绣衣卫的职权当然没这么张鱼吹的这么夸张,但他们在战争中的地位,已远超大行官署却是真的。每逢打仗,这个机构会派出大量间谍,发动亲魏人士举事,此策屡试不爽,已在荆楚、青州取得了奇效。
而现在,就轮到鲁地了!
鲁地是儒学的中心,但与其文化地位截然相反的,是颇为尴尬的战略位置。远离战略枢纽,使得此处成了鸡肋,泰山及周边丘陵将鲁地团团包围,又保证了此地的独立性,不论是战国还是楚汉,这几乎是中原最后一片统一的地区。
但鲁地的“山河之固”尚不如齐,北边好歹有泰山为屏,东方有沂蒙山脉,西面只能靠大野泽等沼泽拖延敌人,最关键的是南方,有一处“亢父之险”,亦是一夫当关,百夫末开之处,只可惜如今这关隘……
如今控制在魏军手中!
所以这鲁地,魏军几乎是想进就进,第五伦依然选择了多路进兵的方略:令李忠、巨毋霸兵临泰山为北线,而兖州也派出师旅,出亢父塞往北推进,保护讨伐徐州的大军侧翼。
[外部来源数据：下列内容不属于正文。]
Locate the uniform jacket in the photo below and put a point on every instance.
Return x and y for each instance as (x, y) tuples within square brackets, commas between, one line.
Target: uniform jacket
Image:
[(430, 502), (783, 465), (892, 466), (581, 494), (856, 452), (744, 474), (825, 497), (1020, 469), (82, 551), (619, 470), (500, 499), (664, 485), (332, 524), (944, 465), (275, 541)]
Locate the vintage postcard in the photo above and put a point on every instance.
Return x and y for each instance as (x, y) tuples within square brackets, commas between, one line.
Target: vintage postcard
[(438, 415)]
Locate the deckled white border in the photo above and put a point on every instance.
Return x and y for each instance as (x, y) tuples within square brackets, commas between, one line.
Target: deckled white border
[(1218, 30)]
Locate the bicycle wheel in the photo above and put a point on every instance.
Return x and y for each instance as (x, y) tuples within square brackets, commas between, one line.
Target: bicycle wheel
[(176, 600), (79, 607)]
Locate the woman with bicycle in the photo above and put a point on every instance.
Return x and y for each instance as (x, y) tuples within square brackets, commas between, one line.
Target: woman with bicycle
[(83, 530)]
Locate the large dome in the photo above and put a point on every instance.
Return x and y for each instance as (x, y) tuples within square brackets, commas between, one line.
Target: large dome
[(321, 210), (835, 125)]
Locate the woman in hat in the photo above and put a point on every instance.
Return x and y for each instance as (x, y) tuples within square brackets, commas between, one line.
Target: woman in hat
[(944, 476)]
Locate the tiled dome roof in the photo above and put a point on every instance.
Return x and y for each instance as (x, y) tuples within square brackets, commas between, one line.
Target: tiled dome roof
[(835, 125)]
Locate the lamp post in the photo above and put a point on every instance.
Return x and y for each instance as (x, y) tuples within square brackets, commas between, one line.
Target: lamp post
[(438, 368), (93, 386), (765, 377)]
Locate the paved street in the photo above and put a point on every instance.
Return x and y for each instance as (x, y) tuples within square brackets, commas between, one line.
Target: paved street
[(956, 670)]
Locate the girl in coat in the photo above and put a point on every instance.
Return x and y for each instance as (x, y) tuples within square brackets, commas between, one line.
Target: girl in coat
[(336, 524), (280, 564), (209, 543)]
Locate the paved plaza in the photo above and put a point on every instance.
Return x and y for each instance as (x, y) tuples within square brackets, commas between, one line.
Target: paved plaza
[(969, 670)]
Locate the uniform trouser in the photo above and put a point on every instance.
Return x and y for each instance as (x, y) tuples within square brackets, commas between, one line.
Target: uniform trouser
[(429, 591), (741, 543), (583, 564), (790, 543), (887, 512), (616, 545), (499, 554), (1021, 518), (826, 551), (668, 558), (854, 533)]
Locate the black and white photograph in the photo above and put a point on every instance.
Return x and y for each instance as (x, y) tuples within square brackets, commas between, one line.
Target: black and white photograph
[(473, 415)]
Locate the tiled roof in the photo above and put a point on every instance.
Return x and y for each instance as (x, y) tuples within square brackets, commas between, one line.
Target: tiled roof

与此同时,还让绣衣卫派人入鲁,联络当地反动势力,以求从内部颠覆赤眉军的小小政权。
张鱼在手下名录里看了又看,竟挑中了刘盆子。
“为何是我?”刘盆子还是没适应官场,居然还反驳自家上司:“张都尉,我刚到绣衣卫不过两月,连各类暗号都未学全,更别说带人深入敌境。”
他的目光在带自己的前辈们身上游移,却无人站出来替刘盆子说话。
张鱼给出了两个刘盆子无法拒绝的理由:“汝作为城阳景王的后人,家中曾被封为‘式侯’,是鲁地显贵,亲戚故吏遍布两郡。”
刘盆子点点头。
张鱼又道:“后来赤眉军灭了式侯国,汝兄弟二人被掳走,辗转流亡数年,对赤眉军颇为熟悉。”
二者合一,刘盆子就成了最合适的人选,绣衣卫中以军法管理,敢抗拒的人,张鱼甚至可以直接杀戮,刘盆子想找老师桓谭求救也来不及了,十八岁的少年只能硬着头皮应下此事。
好在,魏皇身边数月郎官经历让他长了见识,在绣衣卫又学了不少东西,出发前,刘盆子就制定了详细的计划,离开亢父塞后,交待手下人的第一件事就是……
“抹赤眉!”
……
赭色是最常见最易得的染料——低下头,你脚下往往就踩着红褐色的泥土。